Sobre países grises (y otras fascinaciones).

 

No sabría explicar del todo por qué, pero desde hace algunos años he desarrollado una leve —y algo caprichosa— fascinación por Europa del Este. No por sus capitales populares ni sus destinos turísticos rebautizados con inglés. No. Me refiero a esos países que parecen no haber salido del todo de los años setenta, a esas ciudades donde el concreto aún dicta la estética, donde los colores parecen tener miedo de levantar la voz, y donde la historia, en lugar de exhibirse, pesa.

Siempre me ha parecido hermoso —en esa forma ambigua que tiene lo bello cuando también es triste— que haya lugares que parecen estar atrapados en el tiempo. No congelados, no muertos. Solo… suspendidos. Como si siguieran caminando dentro de un reloj distinto, uno que nunca adoptó del todo la prisa del presente.

Cuando miro fotografías de Rumania rural, de los trenes en Croacia, de los bloques de vivienda soviéticos que aún sobreviven en las afueras de Vilna o de Belgrado, siento algo parecido a la ternura. Una especie de respeto silencioso por lugares que no han corrido a renovarse, que no han cambiado su piel para ser “más modernos”, como si supieran que lo moderno es solo otra forma de ocultar el cansancio.

Y lo que me asombra no es solo lo físico. Es la atmósfera. Es ese aire de algo que fue grande —y probablemente duro, y a veces cruel— pero que aún deja sombra. La Unión Soviética ya no existe, lo sé, pero hay esquinas en las que parece seguir hablándose, aunque sea en murmullos. Hay pueblos donde la historia no se estudia: se respira.

No pretendo romantizar regímenes ni ignorar dolores.

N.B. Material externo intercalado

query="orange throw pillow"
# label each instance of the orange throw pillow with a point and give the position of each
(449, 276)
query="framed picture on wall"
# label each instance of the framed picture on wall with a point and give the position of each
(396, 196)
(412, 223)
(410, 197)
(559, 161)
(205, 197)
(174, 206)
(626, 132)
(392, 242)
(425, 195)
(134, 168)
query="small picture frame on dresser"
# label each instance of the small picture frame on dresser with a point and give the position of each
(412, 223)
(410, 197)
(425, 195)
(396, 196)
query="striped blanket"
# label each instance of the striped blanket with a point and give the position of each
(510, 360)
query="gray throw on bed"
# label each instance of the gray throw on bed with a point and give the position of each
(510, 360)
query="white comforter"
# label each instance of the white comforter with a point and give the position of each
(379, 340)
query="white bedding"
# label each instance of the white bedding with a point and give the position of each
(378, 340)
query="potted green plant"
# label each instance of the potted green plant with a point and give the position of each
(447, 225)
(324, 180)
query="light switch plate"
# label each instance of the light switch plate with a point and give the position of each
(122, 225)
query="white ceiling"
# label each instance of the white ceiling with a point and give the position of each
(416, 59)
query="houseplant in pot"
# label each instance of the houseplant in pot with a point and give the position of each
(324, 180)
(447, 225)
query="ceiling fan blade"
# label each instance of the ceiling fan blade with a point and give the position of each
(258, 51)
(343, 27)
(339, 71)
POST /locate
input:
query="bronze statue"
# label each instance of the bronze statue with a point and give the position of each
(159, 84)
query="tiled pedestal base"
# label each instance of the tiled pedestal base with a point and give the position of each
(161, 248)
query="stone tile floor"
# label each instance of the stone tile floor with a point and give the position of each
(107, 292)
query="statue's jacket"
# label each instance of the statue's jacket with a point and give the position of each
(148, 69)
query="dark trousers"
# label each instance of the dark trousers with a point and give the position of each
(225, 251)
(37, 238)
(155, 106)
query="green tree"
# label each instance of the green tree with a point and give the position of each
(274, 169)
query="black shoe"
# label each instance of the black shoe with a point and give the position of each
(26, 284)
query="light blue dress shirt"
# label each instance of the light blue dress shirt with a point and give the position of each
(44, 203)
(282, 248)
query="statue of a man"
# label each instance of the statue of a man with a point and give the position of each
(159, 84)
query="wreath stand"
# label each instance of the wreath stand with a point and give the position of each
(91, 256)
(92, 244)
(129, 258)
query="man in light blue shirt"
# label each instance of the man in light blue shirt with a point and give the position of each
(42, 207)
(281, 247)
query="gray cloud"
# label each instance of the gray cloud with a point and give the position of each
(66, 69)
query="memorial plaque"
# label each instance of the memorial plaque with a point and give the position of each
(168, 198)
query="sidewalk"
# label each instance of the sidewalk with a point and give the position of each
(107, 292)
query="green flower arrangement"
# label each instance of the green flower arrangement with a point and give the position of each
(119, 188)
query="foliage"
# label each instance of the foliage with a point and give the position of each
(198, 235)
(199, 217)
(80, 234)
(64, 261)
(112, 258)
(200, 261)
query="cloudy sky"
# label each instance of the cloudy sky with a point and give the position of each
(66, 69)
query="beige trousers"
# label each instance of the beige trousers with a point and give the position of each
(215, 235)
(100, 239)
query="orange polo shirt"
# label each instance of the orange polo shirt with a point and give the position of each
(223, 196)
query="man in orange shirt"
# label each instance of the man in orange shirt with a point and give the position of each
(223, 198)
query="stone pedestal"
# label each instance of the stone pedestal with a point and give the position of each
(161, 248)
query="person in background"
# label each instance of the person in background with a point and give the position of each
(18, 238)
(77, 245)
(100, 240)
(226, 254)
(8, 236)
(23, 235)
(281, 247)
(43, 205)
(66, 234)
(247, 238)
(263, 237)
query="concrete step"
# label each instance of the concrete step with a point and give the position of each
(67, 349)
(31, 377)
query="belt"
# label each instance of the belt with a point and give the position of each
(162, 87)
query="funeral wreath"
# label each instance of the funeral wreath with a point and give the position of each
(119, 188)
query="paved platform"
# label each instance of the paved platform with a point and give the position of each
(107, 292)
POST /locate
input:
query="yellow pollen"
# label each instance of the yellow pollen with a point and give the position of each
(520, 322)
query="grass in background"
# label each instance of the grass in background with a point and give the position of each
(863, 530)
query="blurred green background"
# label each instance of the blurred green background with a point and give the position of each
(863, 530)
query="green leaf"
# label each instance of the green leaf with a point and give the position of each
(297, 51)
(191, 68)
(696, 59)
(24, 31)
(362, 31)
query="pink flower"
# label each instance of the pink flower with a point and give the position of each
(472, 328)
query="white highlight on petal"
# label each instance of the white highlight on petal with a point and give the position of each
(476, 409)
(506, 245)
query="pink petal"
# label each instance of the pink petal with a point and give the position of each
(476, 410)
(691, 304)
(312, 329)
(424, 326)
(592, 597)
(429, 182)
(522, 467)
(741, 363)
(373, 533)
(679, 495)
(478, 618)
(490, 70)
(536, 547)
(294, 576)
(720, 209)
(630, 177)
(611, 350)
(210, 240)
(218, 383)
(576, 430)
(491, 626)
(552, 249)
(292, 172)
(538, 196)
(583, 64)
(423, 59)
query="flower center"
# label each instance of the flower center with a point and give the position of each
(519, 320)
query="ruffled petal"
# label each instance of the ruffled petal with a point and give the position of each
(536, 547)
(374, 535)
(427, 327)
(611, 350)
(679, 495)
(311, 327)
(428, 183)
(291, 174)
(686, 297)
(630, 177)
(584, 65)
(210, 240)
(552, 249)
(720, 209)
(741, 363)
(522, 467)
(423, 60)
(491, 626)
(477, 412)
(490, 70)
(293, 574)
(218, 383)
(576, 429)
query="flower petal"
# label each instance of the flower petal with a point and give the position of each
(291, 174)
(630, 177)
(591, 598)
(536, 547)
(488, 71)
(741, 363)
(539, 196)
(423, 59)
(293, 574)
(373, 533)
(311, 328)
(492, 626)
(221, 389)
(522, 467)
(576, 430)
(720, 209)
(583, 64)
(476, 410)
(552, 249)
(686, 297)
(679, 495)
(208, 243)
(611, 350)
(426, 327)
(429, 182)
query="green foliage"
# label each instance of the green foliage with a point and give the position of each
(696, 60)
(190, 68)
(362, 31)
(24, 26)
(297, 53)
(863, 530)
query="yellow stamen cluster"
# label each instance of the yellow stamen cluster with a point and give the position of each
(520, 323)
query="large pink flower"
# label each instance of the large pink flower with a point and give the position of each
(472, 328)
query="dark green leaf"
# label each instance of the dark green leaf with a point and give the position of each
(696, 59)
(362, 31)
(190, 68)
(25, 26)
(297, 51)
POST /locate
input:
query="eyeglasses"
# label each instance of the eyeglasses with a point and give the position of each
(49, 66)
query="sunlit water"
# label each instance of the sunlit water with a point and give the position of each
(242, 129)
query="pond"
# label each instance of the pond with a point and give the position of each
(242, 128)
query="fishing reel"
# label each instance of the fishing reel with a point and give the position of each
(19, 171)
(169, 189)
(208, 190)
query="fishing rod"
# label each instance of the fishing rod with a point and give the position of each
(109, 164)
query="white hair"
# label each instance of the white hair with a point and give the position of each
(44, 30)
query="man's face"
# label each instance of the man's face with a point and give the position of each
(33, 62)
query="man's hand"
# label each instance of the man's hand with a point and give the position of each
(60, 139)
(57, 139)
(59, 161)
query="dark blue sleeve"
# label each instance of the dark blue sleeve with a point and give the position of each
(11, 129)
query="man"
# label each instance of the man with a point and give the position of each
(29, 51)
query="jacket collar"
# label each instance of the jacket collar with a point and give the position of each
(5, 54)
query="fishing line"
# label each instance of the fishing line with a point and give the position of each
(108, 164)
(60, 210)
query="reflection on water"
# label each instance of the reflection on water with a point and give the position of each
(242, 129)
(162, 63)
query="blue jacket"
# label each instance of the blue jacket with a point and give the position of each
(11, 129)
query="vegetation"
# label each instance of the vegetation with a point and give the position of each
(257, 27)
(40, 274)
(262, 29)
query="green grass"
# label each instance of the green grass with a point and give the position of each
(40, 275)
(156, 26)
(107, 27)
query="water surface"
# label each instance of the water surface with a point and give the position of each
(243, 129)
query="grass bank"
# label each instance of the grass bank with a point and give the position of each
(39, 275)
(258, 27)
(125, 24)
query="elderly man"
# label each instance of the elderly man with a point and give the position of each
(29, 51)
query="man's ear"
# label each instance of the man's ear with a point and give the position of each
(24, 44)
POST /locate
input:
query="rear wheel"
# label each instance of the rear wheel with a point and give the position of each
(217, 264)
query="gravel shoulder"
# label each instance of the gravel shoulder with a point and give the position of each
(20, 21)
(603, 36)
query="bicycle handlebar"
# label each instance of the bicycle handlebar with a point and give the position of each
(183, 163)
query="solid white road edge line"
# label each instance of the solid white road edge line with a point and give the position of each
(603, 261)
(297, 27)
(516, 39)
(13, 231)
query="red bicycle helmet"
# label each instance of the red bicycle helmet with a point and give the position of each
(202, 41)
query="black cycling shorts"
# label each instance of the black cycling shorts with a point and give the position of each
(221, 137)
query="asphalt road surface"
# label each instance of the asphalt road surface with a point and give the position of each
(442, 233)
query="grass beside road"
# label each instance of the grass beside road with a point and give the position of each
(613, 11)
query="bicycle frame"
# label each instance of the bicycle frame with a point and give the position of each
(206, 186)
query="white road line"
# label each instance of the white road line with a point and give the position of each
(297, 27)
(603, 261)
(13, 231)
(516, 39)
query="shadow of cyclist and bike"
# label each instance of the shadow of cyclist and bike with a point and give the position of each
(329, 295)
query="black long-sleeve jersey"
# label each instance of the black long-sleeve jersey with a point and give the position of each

Solo digo que me conmueve ver lugares donde la historia aún deja marcas visibles, donde el paso del tiempo no ha arrasado con todo. En un mundo que cada vez se parece más a sí mismo —mismos cafés, mismos logos, mismos teléfonos—, esos países me parecen un recordatorio: de que hay formas distintas de existir. De que no todo debe brillar para ser valioso.

Y sí, tal vez mi fascinación sea más estética que política. Tal vez me atrapan más las fachadas rotas que los datos duros, más las estaciones vacías que los discursos oficiales. Pero también hay, lo confieso, un componente emocional. Esos paisajes grises, esos cielos que nunca son completamente azules, se parecen mucho al tipo de tristeza que suelo entender: una tristeza sin escándalo, sin espectáculo. Una que simplemente está.

A veces me imagino caminando por una calle de Eslovaquia, tomando un tren lento en Moldavia, o sentado en una banca de cemento en las afueras de Minsk. Sin turistas, sin prisa, sin demasiadas palabras. Solo el sonido del viento entre los ladrillos, y la certeza de estar en un lugar donde todo sigue ocurriendo… aunque a un ritmo más humano.

Y tal vez por eso me fascina: porque en esos países grises, detenidos, algo me dice que aún es posible pensar. Pensar lento. Pensar sin algoritmo. Recordar sin foto. Y caminar sin necesidad de llegar.